Я засмотрелся ей вслед, пока не поймал себя на том, что стою уже давно и жую кончик уса – скверная привычка – так, что он стал уже совсем мокрый и измочаленный, а между тем, не мешало бы навестить послеоперационных, раз уж я застрял здесь надолго.
Вернувшись в кабинет, я заметил, что некоторые бумаги как будто бы сдвинуты со своих мест. Это неприятно кольнуло меня, хотя я не мог поклясться, что не обманываюсь.
Я пошёл в палаты и проверил тех больных, кто внушал мне определённые опасения. Время было позднее, и они уже собирались отходить ко сну. Я осмотрел двоих из них и измерил давление крови у ещё одного, ощупал шов на дряблой брюшной стенке сегодняшнего старика, уже вполне пришедшего в себя, но что бы я ни делал, меня не оставляло смутное беспокойство: неужели кто-то без спросу рылся в моих бумагах? С какой целью?

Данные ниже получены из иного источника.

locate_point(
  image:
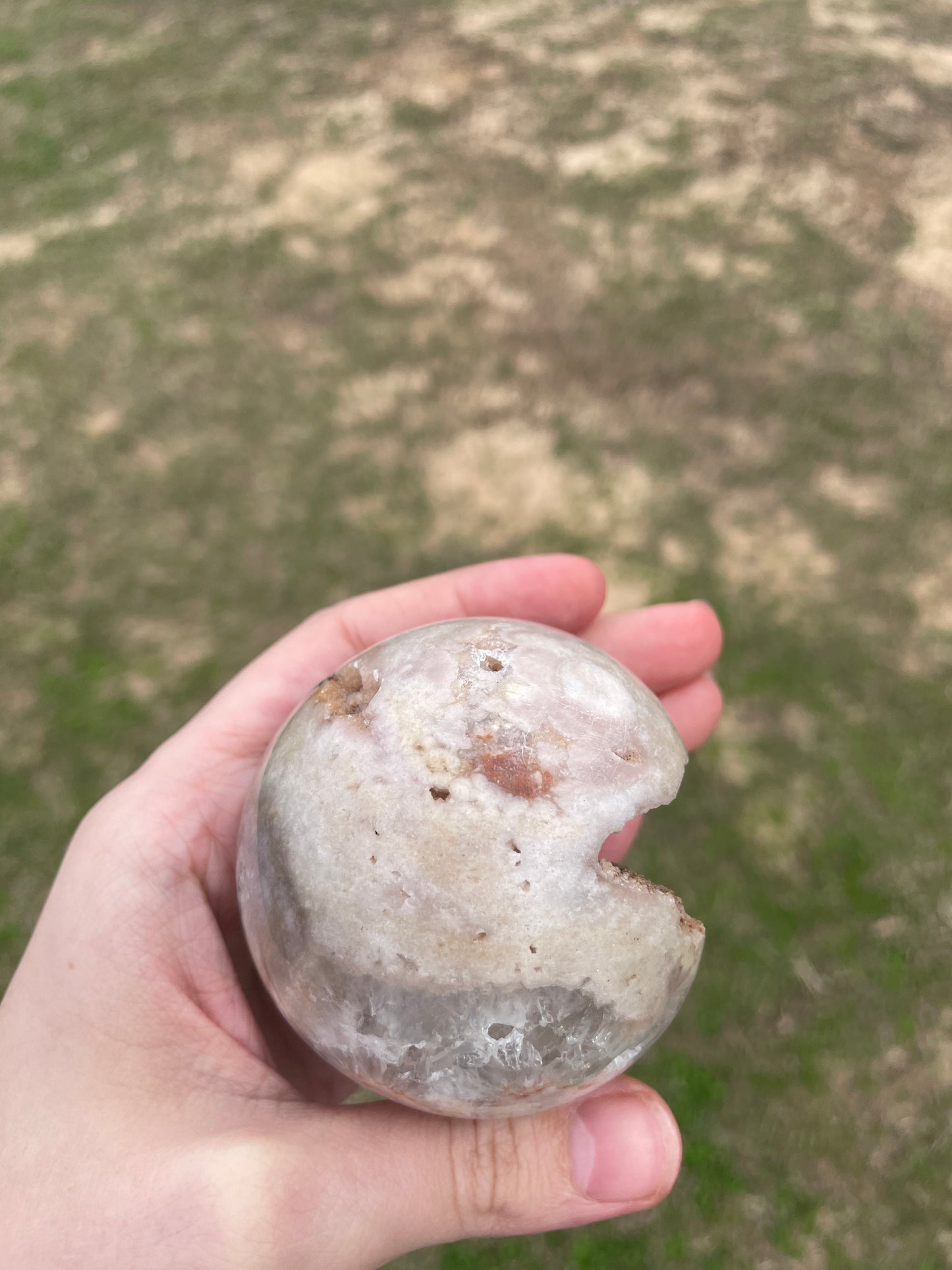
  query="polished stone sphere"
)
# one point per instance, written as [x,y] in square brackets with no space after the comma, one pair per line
[419,870]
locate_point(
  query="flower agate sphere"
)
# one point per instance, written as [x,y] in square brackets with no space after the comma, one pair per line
[419,875]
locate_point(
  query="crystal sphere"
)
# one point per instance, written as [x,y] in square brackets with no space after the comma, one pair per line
[419,870]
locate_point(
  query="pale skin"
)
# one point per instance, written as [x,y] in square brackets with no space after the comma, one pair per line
[154,1109]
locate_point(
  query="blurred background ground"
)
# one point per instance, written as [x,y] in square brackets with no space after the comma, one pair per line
[298,299]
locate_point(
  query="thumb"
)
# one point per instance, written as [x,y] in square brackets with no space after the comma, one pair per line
[406,1179]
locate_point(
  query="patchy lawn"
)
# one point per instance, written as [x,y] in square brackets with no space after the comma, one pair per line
[297,299]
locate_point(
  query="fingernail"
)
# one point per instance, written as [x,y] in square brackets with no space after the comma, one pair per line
[623,1147]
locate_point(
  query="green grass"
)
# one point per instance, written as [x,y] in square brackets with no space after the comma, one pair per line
[225,394]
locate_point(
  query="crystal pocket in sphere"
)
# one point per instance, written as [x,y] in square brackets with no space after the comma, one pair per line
[419,877]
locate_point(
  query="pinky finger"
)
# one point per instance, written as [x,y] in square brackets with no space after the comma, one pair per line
[694,710]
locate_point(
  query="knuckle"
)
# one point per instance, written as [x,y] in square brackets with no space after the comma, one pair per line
[494,1172]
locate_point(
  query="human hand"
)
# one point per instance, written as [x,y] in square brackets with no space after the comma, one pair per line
[156,1112]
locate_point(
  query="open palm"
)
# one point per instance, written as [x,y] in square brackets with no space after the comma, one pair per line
[156,1112]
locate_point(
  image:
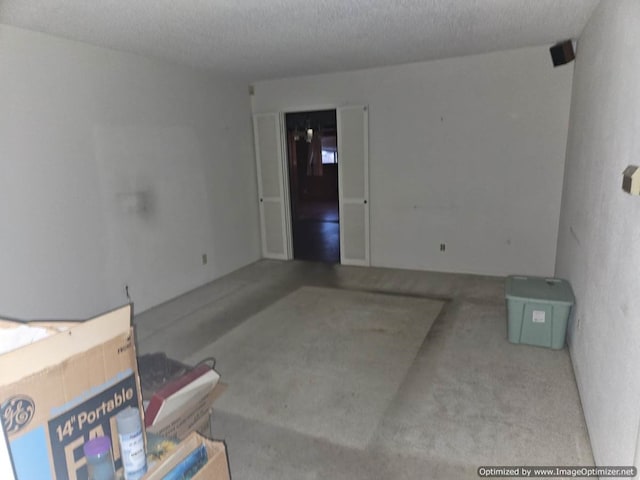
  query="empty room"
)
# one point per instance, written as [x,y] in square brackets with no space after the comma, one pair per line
[336,201]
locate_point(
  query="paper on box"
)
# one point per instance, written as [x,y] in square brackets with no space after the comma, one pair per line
[57,393]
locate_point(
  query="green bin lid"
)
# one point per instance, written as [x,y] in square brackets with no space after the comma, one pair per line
[552,290]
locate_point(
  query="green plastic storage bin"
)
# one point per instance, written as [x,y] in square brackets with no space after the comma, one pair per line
[538,310]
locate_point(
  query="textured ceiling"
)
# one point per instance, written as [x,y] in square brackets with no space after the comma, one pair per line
[259,39]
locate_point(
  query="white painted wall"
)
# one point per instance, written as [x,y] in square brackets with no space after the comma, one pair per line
[466,151]
[599,235]
[84,129]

Закончив обход, я отправился проведать Холмса. Он спал под действием лекарств. Лицо без грима было очень бледно, а ярко-алые пятнышки на скулах ещё подчёркивали эту бледность. Я взглянул на температурный лист – аккуратная Мэрги уже проставила на нём все данные. Температура сто один – сказать по правде, высоковата, но большой тревоги не вызывает. Я коснулся щеки спящего – определять температуру на ощупь я мог очень точно и гордился этим. Действительно, сто один – может, чуть больше. Пульс на шее немного частит, но в этом тоже ничего страшного – адекватно кровопотере. К моему удивлению, прикосновение потревожило Холмса – настолько, по крайней мере, что он приоткрыл замутнённые сном глаза и посмотрел на меня вопросительно.
- Простите, ради бога. Не думал, что потревожу. Как вы?
Он разлепил сухие губы:
- Ничего, терпимо...
- Дать попить?
- Если вам не трудно...
- Болит сильно? – снова спросил я, подавая воду и придерживая стакан у его губ так, чтобы ему было удобно – я беспокоился о возможном воспалении и о том, что затронут нервный пучок.
- Сказать по правде, прилично, - он снова откинулся на подушки, поморщившись при этом от боли. – Даже во сне чувствуется. Правда, от ваших дурманящих снадобий я и сейчас будто сплю, - и, вяло, но насмешливо улыбнувшись, снова закрыл глаза.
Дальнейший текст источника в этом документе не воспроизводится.